Are edge-vertex graphs of polytopes (decent) expanders?

This question is inspired by the polynomial Hirsch conjecture (PHC). Given a $n$-facet polytope $P$ in $\mathbb R^d$, is the spectral gap of its edge-vertex graph (call it $G$) lower bounded by $\Omega(1/\mathrm{poly}(n))$? Note that the cycle graph on $n$ vertices shows that, even for $d=2$, the spectral gap could be as small as $O(1/\mathrm{poly}(n))$; so the conjectured bound--if true--would be almost tight.

A yes answer would imply the PHC. In fact, it would also imply that linear programs can be solved efficiently by just a random walk on the polytope vertices, and this algorithm is not even paying much attention to the objective function! This seems too good to be true.

So, what is the status of this problem: open (like PHC), or false? If false, are there simple counterexamples?

Note: I just realized about the usual complications involved in defining expanders: $G$ need not be regular or bipartite. I hope that both of these technical issues can be overcome using standard ways, and that, in particular, they do not make my question trivial. (Please correct me if I am wrong!)

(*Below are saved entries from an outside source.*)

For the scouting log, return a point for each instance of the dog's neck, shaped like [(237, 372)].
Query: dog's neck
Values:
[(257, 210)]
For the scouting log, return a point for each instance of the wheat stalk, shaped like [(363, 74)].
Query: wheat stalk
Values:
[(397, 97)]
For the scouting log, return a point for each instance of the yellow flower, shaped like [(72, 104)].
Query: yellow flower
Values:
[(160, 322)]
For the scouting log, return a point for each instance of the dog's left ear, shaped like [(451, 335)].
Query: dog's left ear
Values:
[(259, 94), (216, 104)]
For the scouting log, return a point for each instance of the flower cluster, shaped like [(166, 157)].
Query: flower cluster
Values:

• Can someone explain how this question is related to the new subexponential lower bounds for randomized pivoting rules for the simplex algorithm? Oliver Friedmann, Thomas Dueholm Hansen, and Uri Zwick. 2011. Subexponential lower bounds for randomized pivoting rules for the simplex algorithm. In Proceedings of the 43rd annual ACM symposium on Theory of computing (STOC '11). ACM, New York, NY, USA, 283-292. DOI=10.1145/1993636.1993675 doi.acm.org/10.1145/1993636.1993675 – Tyson Williams Dec 11 '11 at 15:49

In general it is not true: Consider two dual- to cyclic d-polytopes with n facets each and merge them along a vertex. (This is the dual operation of gluing two polutops). The number of vertices will be like $n^{[d/2]}$ and the spectrual gap will be roughly 1 over this. (You can use d edges to separete the graph into two parts.